The following article is adapted and reprinted from the M&A Tax Report, Vol. 9, No. 8, March 2001, Panel Publishers, New York, NY.


By Robert W. Wood

Two recent Field Service Advice memoranda have addressed the question of the deductibility of contingent liabilities of the target (accrued before the target is acquired) in Section 338 transactions. In each case, these accrued liabilities of the target were paid by the selling corporation after the acquisition under an indemnity agreement. The two field service advices are numbered 200048006 and 200048009, and can be found, respectively, at Tax Analysts Doc. No. 2000-30936, 2000 TNT 236-16 (the first FSA) and Tax Analysts Doc. No. 2000-30939, 2000 TNT 233-17 (the second FSA).

The fact pattern in each FSA is similar. The acquiring corporation bought the stock of the target from the seller, and the parties made a Section 338(h)(10) election. The selling entity agreed to pay any taxes imposed on the target before the closing date of the sale. Some type of indemnity agreement is a feature of virtually any acquisition agreement, and an indemnity for taxes is nearly universal.

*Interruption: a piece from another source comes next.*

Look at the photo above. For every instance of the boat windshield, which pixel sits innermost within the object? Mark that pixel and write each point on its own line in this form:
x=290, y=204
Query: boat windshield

Before the acquisition, state tax authorities had issued a proposed notice of deficiency for unpaid franchise taxes. After the closing, the selling corporation settled with the state, paying franchise taxes plus interest. The acquiring corporation (not the target) took a deduction for the taxes and the interest paid by the selling corporation.

Yours, Mine or Ours?

But whose deduction really was this? Not surprisingly, the two FSAs conclude that the acquiring corporation is not entitled to a deduction for the accrued liabilities of the target, because the assumed liabilities are part of the cost of the target. Thus, the FSAs conclude that this payment is a capital expenditure. The acquiring entity, on the other hand, may deduct the interest accrued after the acquisition that is paid by the seller. Furthermore, the target will be able to make an upward adjustment in the basis of its assets for the contingent liabilities (and the pre-acquisition interest) when those become fixed and determinable.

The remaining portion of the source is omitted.